After entering an elevator, they exited on the dormitory floor, as expected. They reached Carmen’s room soon enough, and Janus opened the door. Mikayla leaped on her as soon as she could fit through, which was also typical. The German shepherd was as big as she was now.
“Down,” she said harshly, pushing the dog to the ground. Mikayla whimpered.

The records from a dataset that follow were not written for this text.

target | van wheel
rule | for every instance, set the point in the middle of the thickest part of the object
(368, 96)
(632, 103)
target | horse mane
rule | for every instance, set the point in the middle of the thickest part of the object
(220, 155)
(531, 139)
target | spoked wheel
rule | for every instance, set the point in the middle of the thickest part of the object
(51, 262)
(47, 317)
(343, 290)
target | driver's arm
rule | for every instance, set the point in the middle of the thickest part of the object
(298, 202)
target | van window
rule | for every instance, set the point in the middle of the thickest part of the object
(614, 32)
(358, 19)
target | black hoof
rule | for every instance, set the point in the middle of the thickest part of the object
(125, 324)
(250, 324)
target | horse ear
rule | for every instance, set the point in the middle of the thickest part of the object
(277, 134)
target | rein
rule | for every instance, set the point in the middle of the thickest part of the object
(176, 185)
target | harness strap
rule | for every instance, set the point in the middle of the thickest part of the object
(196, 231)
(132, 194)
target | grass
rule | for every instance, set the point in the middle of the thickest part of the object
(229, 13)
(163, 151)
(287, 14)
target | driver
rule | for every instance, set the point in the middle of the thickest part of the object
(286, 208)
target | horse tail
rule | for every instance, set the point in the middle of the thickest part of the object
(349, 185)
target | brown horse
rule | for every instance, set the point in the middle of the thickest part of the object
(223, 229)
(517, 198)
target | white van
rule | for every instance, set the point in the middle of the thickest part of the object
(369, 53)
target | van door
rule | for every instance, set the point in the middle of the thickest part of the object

“I’ll come for you in the morning.”
Carmen nodded, and the door closed. After a brief pause, she undid the tie in her hair and let it fall free. She then sat down and called Mikayla to her. She hugged the dog tight, as she often did at the end of her day. Her friend knew the routine, giving a sympathetic whimper and resting her head on Carmen’s shoulder. The dog was always there for her, for however long she needed. Today was one day…it was every day. She was sure she would not remember it.
6
Edge
Subject: 111724 Age: 12 Status: Naming
Janus had no particular like or dislike for most of his coworkers. They tried to make the most out of a job that was unfortunately as gruesome as it was necessary. The majority of the personnel who weren’t Clairvoyants had wives, husbands, kids, or pets and could even be called good people, despite everything they did here. Janus wasn’t sure where he fell in that measure, but most of the people he knew here were inoffensive. That most certainly wasn’t all of them, though, and it always amazed him how they seemed to sniff him out.
“Everybody wonders,” one of the dolts began. “Even you have to wonder, Janus. 111720 or 111724?”